Einleitung: Spontanmeldungen über insgesamt 14 Fazialisparesen haben den Pharmakovigilanz-Ausschuss PRAC der europäischen Arzneimittelbehörde EMA kürzlich veranlasst, in einem Signalverfahren ein potenziell erhöhtes Risiko idiopathischer Gesichtsnervenlähmungen unter Tocilizumab-Therapie zu prüfen.
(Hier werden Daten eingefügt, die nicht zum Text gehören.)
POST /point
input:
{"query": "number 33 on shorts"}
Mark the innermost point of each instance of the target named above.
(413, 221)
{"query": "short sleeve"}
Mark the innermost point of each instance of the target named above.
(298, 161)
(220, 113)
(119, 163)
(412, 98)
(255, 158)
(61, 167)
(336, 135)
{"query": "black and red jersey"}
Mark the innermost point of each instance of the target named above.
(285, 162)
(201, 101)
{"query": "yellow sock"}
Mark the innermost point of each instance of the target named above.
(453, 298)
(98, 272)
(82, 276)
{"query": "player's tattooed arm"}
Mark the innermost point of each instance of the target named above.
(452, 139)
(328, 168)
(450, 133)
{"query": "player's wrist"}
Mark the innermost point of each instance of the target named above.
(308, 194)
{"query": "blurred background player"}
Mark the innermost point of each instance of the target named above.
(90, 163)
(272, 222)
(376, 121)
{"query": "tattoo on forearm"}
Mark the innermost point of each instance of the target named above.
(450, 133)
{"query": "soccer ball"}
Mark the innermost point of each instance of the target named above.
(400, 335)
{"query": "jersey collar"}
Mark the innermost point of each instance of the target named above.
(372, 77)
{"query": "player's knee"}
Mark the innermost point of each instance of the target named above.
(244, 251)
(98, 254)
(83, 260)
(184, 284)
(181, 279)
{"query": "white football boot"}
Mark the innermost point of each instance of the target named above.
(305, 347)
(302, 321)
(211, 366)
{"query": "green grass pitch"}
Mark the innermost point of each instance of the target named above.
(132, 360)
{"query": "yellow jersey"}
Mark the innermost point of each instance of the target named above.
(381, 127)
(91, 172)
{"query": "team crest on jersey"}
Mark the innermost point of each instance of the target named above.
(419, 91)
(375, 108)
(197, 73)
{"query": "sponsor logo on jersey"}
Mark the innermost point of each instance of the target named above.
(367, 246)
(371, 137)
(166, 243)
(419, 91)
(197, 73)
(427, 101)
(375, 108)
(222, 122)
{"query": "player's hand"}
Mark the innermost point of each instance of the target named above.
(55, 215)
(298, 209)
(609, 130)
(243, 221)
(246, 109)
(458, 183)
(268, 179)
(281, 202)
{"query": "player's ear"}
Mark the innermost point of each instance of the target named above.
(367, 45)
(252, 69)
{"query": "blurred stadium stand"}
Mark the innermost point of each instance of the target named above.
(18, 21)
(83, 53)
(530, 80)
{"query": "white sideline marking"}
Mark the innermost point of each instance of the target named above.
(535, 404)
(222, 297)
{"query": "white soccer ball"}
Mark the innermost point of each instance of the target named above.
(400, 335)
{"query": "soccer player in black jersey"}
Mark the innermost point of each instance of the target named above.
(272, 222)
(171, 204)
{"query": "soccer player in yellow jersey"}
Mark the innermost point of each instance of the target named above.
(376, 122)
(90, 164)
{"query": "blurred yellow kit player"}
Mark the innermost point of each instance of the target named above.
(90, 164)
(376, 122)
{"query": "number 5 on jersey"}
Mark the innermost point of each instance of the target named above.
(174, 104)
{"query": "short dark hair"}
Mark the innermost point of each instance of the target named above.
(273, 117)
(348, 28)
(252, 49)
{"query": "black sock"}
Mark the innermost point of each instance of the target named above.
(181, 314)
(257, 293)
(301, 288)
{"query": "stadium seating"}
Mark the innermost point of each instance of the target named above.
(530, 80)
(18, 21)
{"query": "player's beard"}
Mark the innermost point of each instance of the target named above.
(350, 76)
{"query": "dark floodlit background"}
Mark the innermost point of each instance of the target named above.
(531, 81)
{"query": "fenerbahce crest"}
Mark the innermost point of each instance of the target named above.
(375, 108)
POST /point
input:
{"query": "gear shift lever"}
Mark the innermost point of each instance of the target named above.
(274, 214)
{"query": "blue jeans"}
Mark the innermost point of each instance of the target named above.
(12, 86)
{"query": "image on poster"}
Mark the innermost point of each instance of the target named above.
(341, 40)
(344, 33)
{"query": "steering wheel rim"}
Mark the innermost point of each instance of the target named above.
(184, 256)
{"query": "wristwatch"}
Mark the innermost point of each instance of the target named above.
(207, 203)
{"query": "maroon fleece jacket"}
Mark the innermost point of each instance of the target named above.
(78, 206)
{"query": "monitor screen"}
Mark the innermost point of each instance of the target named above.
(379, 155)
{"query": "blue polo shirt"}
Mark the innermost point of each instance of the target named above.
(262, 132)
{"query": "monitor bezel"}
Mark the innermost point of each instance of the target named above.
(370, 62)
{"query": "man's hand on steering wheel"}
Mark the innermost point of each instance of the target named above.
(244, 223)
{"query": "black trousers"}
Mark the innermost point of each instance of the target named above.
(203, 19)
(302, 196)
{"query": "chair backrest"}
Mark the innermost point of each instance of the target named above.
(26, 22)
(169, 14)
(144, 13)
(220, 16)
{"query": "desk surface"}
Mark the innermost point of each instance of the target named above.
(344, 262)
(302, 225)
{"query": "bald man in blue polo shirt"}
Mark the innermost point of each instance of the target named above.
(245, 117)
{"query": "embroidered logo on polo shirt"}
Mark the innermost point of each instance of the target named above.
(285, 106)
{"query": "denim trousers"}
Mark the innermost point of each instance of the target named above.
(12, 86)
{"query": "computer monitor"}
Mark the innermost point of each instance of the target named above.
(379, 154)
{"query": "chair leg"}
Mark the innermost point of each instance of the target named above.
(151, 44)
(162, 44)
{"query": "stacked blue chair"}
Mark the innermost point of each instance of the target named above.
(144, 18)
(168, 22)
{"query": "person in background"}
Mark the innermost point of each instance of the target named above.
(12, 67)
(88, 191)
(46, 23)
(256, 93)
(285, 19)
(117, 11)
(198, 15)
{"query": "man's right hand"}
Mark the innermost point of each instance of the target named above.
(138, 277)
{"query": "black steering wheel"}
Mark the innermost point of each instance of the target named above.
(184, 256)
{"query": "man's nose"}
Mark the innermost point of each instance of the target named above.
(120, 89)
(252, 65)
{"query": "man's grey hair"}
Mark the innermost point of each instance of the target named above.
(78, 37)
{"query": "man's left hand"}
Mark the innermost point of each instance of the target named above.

Ziel dieser Analyse war, dieses Signal bei Patienten des deutschen Biologika-Registers RABBIT zu verifizieren und in Relation zu anderen DMARD-Therapien zu setzen.

Methoden: Untersuchung idiopathischer Fazialisparesen bei Patienten mit rheumatoider Arthritis (RA), die zwischen 01/2007 und 04/2018 mit dem Neubeginn eines DMARDs in RABBIT eingeschlossen wurden, sowie Berechnung DMARD-stratifizierter unadjustierter Inzidenzraten.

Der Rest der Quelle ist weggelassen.